I'm lost and broken, no one is wanting a lost cause. That's all I'll ever be I start the engine and pull out of the parkway. I sigh as I run my hand through my brown locks, "Winnie if you can hear me. Please help me." I say aloud I always did this when I needed help. But now I didn't know what I needed help for, I kept driving missing the shop entirely. I stop in front of the open gates of the cemetery. I drive in slowly and park the Jeep in the entrance.

I walk over the gravestones that stick up everywhere and try not to step on the ones that are on the ground. I walk to the very end underneath the tree and I see his name imprinted on the glossy stone that lays on the ground. Marking where his body lays, I sit down and the grass well technical over his body but I don't really like to think about that.

"Hi." I whisper out, "I know I haven't been here since the funeral and I'm sorry for that." I take a deep breath in and let it out, "I met a guy he's really nice and he's a painter. He also sings too." I let a tear escape I wipe it away quickly, "I really miss you. Why couldn't I be enough for you?" I let out a frustrated groan and run my hand through my hair again, "He said he loved me but now he's with another girl. I know it's my fault I told him no I told him we couldn't be friends anymore. Now look where that got me."

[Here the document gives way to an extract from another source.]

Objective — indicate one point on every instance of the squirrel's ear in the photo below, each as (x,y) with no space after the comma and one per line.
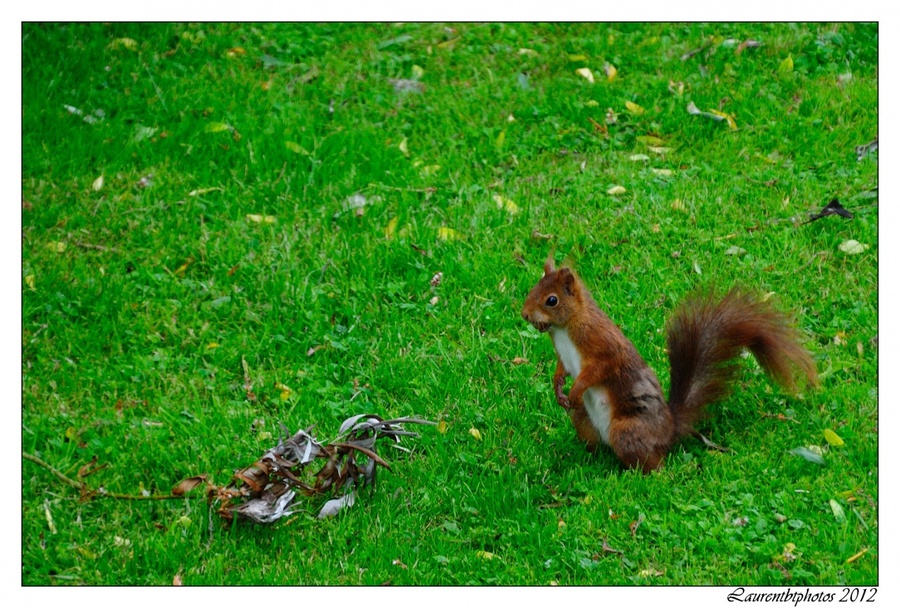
(548,266)
(568,280)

I shake my head, "I know what you would be saying right now, you would be telling me that he's an idiot and that I deserve better. And that's not true he's the one that deserves better than me." I sigh and drop my hands to the ground. "Marcus wherever you are I hope you are happy. I really do mean it, I'm not mad at you anymore or disappointed. I think I'm okay with losing you, I know I'll always be hurting in some way but I forgive you." I stand up and look back down at the grave that he lays underneath.

"Maybe one day were meet again in a better place." I whisper out and walk away, I didn't cry this time. I was done wallowing in the deep sadness that has token over my life, I was going to leave that behind and look forward to the future. And to do that I'll need to explain my actions to some people. I get in the Jeep and look at the time, I can still go to work and then do what I need to do.